OSError: [Errno 5] Input/output error
The model training stopped in the middle of the night with I/O error, apparently it is due to physical disk problem, and i tested it is randomly occur. the consequence is that make my pod idling for at least 6 hours, and i paid for it.
1. How to stop it happen again?
2. Can i claim it back for those idling hours?
I can provide you the log and my pod number
12 Replies
hi I am facing the same issue on two different pods accessing the same network storage. Did you found a solution or the reason? was it a physical disk issue? thanks!
Maybe contact support, they can check if there is an issue with it
yes provide your pod id here
btw does your network-storage has enough free space?
it was at 77% with around 70GB free.
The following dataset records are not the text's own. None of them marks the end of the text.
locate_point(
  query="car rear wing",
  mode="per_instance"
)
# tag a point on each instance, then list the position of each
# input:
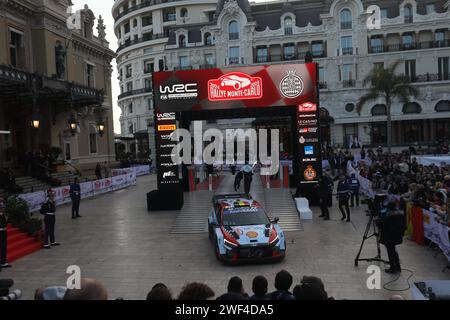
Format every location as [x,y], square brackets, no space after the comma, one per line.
[219,197]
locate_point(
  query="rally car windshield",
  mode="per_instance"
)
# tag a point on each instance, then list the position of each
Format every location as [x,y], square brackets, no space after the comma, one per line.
[244,216]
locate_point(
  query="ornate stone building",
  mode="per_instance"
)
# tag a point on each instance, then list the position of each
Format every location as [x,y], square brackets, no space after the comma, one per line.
[346,37]
[55,83]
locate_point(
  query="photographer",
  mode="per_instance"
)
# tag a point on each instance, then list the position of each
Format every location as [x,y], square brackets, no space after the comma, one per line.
[3,235]
[392,226]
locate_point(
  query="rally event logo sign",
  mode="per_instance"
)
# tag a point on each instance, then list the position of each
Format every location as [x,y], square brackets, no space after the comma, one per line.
[291,86]
[235,86]
[310,173]
[307,107]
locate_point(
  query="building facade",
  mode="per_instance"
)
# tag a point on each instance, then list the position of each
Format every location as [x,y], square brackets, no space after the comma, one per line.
[54,73]
[348,38]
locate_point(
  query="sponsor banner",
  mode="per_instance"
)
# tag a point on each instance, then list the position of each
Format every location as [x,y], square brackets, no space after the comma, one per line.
[62,195]
[102,186]
[87,189]
[280,85]
[34,200]
[142,170]
[436,232]
[235,86]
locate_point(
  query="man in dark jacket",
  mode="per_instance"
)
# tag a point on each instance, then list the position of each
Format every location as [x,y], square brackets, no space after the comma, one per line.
[3,235]
[235,290]
[325,187]
[283,282]
[354,190]
[392,228]
[259,287]
[75,195]
[237,180]
[48,209]
[343,195]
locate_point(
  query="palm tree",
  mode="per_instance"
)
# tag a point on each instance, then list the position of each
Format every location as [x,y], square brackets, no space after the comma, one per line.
[385,83]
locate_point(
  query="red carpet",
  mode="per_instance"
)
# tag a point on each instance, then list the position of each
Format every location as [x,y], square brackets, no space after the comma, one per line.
[274,184]
[20,244]
[217,180]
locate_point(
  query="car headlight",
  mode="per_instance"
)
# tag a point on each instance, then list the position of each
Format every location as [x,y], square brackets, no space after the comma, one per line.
[275,240]
[230,245]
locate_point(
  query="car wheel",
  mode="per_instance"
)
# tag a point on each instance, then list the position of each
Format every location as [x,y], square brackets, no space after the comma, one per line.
[210,235]
[217,251]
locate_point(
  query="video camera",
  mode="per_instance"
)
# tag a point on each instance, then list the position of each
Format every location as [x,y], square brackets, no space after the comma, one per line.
[5,294]
[378,205]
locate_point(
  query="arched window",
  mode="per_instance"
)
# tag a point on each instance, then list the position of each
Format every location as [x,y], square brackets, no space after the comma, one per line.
[408,14]
[208,39]
[182,41]
[443,106]
[349,107]
[411,107]
[233,30]
[92,139]
[346,19]
[288,26]
[379,110]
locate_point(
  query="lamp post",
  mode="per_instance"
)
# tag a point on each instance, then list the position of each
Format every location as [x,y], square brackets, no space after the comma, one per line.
[101,127]
[73,124]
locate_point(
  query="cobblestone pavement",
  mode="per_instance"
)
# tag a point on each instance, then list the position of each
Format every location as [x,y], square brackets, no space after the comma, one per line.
[129,249]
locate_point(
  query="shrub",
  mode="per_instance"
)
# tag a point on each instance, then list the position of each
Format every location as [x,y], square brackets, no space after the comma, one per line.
[19,216]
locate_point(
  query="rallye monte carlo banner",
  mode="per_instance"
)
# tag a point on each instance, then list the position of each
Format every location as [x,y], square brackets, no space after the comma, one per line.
[281,85]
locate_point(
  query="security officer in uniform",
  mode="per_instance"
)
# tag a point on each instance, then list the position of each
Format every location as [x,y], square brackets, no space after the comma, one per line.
[354,189]
[343,195]
[3,235]
[48,209]
[325,192]
[75,195]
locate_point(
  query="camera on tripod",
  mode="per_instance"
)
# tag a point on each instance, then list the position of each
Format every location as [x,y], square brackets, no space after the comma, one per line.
[378,205]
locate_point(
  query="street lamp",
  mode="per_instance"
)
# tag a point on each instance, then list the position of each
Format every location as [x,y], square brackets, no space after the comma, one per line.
[35,121]
[73,124]
[101,127]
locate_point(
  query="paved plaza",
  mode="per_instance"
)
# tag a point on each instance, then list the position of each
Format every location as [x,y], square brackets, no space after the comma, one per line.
[129,250]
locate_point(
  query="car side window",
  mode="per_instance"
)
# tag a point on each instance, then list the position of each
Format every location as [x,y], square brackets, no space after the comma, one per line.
[217,211]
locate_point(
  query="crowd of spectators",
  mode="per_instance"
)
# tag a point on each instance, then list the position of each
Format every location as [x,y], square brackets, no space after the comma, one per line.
[399,174]
[309,288]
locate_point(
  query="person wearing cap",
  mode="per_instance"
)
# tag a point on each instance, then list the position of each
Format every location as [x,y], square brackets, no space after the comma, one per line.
[75,196]
[3,235]
[248,177]
[48,209]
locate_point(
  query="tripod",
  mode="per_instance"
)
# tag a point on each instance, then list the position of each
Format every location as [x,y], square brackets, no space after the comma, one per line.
[376,234]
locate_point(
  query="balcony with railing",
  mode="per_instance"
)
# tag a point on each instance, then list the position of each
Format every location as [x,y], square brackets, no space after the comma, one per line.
[347,51]
[264,58]
[323,85]
[233,36]
[410,46]
[345,25]
[431,77]
[142,5]
[135,92]
[349,83]
[233,60]
[146,38]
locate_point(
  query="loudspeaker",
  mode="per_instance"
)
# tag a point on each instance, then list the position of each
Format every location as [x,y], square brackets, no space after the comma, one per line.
[158,200]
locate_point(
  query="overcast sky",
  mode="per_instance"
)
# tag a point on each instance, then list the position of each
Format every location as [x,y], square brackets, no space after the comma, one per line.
[103,8]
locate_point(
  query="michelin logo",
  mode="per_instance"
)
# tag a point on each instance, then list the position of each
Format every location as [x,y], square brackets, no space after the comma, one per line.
[168,174]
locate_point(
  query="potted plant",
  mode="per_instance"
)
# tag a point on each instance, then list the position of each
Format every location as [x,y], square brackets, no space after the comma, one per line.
[19,216]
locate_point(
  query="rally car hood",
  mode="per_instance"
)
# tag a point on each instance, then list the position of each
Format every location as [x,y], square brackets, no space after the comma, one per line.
[250,235]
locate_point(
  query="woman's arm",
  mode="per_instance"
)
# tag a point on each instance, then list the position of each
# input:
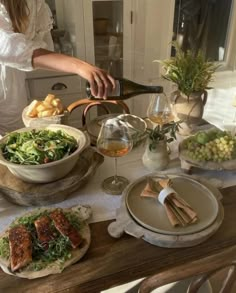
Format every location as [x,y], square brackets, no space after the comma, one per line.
[99,80]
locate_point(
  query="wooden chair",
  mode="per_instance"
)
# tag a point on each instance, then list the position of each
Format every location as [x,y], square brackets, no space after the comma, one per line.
[203,273]
[194,277]
[88,104]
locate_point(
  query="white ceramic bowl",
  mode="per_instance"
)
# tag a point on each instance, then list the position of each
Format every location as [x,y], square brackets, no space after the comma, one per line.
[49,172]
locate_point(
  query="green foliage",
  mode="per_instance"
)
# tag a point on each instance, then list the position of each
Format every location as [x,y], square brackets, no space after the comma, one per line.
[166,132]
[189,71]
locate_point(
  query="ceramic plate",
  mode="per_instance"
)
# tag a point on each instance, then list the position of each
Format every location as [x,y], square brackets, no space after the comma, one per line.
[149,213]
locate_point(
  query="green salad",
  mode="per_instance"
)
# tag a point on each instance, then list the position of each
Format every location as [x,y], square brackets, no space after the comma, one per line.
[38,146]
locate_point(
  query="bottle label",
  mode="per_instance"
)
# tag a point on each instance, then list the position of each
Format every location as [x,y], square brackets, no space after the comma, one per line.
[116,91]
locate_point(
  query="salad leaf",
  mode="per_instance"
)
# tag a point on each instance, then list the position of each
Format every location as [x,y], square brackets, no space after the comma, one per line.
[38,146]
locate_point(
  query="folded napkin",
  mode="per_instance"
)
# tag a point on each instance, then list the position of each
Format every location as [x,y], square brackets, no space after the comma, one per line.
[179,212]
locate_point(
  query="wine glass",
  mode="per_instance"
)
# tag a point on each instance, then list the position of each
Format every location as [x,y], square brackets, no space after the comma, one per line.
[159,110]
[115,141]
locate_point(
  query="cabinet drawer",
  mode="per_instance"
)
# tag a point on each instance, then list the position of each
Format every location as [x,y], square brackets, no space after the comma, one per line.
[61,85]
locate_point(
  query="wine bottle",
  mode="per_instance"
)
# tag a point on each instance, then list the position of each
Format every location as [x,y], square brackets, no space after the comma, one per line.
[126,89]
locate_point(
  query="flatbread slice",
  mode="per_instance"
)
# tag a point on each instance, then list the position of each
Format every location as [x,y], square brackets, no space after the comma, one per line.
[57,266]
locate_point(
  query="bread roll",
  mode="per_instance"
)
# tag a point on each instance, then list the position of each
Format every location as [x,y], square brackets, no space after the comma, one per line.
[49,98]
[45,113]
[32,112]
[50,106]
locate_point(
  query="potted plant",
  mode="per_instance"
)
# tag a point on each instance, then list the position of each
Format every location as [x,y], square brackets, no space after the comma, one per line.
[191,73]
[156,155]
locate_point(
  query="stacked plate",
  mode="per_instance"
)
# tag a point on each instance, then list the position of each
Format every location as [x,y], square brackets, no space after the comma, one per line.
[147,218]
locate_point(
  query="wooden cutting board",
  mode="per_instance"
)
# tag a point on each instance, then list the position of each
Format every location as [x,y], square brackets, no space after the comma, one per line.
[39,194]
I terminated both pods and extended the network storage for another 100GB more. For now the error did not happen again. But I don't understand why that helped (if it actually did, they are still running)
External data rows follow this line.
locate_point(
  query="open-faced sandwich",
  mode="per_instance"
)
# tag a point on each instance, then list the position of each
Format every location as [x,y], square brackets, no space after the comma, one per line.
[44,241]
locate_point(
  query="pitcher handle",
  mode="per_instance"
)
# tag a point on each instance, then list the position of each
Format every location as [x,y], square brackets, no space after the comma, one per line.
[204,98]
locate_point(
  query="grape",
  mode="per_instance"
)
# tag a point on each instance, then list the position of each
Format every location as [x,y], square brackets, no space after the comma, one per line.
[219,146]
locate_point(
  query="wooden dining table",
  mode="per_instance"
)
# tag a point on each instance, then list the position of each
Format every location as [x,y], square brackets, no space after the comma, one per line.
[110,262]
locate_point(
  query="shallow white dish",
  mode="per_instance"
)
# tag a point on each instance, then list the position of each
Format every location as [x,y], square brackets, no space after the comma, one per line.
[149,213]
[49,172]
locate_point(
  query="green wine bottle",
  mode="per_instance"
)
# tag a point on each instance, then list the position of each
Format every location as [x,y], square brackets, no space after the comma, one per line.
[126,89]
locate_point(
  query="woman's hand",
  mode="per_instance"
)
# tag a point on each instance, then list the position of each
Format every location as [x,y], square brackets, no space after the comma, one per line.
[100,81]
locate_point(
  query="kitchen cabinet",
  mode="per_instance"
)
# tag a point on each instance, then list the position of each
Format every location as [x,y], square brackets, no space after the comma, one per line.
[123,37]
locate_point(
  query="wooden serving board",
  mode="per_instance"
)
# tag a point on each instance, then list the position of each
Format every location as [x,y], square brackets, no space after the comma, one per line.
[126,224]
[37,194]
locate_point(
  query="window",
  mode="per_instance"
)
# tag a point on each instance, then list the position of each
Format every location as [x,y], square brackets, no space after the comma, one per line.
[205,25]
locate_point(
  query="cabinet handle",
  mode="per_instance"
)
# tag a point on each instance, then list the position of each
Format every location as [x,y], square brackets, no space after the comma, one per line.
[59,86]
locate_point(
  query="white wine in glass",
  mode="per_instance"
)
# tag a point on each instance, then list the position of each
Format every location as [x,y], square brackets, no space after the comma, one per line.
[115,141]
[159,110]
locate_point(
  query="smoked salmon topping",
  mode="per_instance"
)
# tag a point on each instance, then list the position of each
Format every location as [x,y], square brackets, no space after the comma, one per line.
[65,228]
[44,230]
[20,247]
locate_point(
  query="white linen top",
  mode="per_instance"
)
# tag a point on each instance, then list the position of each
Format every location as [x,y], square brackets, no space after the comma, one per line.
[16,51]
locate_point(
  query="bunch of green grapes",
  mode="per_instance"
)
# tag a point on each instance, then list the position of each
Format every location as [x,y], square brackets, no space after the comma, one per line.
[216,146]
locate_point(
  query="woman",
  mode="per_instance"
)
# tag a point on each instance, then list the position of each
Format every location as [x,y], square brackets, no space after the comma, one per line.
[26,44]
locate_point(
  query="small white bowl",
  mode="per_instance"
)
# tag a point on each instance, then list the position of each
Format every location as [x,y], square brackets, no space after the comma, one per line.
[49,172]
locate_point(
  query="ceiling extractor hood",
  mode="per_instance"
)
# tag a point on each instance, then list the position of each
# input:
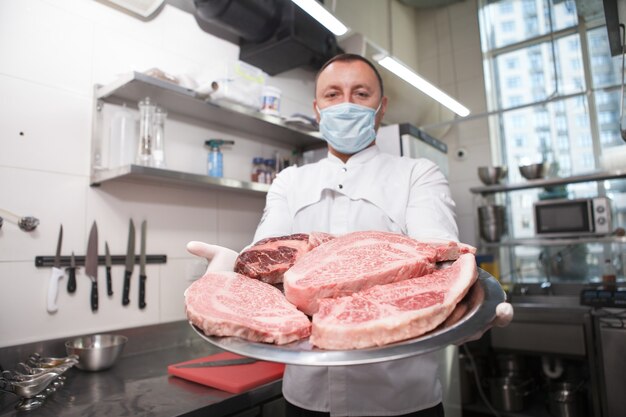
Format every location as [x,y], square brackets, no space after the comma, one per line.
[273,35]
Have you reported this in contact button in website? ( support requests )
Yes, I just did
Nice
Thank you so much!
Same thing repeatedly happens to me every few days.
Make a support ticket providing your pod ID, support can check the server if anything is wrong
is there a general reason as to why this happens? I output all logs to an output.log file
which can be a bad idea
?
Not sure what the support said for this
But I found this https://stackoverflow.com/questions/52376942/python-ioerror-errno-5-input-output-error
Stack Overflow
Python IOError: [Errno 5] Input/output error?
I m running on a remote server a python script using nohup.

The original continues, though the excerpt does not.